I don’t have a double boiler and I don’t see the need for one. I put a small pot with a little water on the stovetop and a larger pot with the chocolate and shortening on top and heated the water to a simmer over medium-low heat. This worked out just fine and after 5 minutes the chocolate smoothed out and became velvety in texture.
I wish I had heeded the advice in step one that says to put the parchment paper on top of a BAKING SHEET. Sigh, I skipped those two little words and put the parchment straight down on my counter. I soon realized why a baking sheet is recommended when I started shaking the little white bead sprinkles all of the candies and they proceeded to bounce onto the ground and rolled along the counters. This is where my #2 new experience in the kitchen came in…the hand vacuum.

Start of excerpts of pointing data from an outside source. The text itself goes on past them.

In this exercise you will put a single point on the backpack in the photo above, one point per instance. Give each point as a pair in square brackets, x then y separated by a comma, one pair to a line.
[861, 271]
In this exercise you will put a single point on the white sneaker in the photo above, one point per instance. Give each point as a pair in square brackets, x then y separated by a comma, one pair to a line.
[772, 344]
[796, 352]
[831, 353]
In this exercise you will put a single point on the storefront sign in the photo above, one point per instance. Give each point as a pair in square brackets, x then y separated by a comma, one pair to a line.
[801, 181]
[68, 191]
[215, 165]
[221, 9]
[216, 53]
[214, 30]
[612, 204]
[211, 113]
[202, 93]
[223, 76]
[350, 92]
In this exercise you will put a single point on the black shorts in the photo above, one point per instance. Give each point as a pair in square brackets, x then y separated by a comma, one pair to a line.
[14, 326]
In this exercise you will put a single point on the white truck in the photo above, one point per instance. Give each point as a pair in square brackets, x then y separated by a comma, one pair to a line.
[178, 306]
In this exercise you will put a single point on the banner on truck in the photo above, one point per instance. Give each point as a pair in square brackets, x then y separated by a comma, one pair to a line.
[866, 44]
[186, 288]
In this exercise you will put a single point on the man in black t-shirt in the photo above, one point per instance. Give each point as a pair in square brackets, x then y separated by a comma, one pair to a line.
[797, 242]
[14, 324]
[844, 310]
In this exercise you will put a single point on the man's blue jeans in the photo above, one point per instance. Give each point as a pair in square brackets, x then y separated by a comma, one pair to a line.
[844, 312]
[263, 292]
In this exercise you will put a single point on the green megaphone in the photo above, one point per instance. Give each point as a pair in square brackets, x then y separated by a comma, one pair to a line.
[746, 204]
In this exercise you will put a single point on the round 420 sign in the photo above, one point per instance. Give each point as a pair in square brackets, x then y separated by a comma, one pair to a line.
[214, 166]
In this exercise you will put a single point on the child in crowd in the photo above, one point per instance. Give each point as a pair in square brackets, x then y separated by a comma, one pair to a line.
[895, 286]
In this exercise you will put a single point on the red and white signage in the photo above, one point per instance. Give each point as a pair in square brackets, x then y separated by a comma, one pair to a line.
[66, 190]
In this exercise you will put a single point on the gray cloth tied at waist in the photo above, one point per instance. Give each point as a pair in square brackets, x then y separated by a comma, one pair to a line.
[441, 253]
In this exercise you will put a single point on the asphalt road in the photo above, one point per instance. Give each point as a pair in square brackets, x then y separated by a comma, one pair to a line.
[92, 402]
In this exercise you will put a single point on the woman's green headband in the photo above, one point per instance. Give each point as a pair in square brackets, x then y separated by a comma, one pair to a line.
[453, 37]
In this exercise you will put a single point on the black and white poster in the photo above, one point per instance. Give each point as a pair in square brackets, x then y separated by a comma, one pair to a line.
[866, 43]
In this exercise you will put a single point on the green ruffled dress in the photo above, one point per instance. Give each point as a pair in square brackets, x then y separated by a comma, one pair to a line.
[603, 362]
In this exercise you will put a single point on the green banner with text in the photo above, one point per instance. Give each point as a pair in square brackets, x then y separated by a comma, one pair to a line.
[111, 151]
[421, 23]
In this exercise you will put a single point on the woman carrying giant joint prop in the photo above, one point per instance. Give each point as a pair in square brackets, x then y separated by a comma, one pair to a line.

Being that it’s winter, the heat in our house is on much of the evening so these chocolates had trouble really hardening even after 4 hours. So I finally put them all on a baking sheet and put that in the fridge overnight. This helped them solidify and they were perfect for storing. Two small boxes got shipped out in parchment paper lined tins, one to my mom and one to her brother, I guess you could say nonpareil fans run in the family. Here’s my melt-in-your-mouth chocolatey goodness called nonpareils:
Recipe from: Martha Stewart
Makes about 50 candies
- 8 ounces bittersweet chocolate
- 1/2 teaspoon pure vegetable shortening
- 1/4 cup white or colored sugar beads
1. Line a baking sheet with parchment paper. In the top of a double boiler or in a heat-proof bowl set over a pan of simmering water, melt the chocolate and shortening, stirring with a rubber spatula until smooth.
2. Spoon the melted chocolate in nickel-size circles onto prepared baking sheet. Cool for 20 minutes; sprinkle with sugar beads. Let nonpareils harden in a cool place for 4 hours before serving.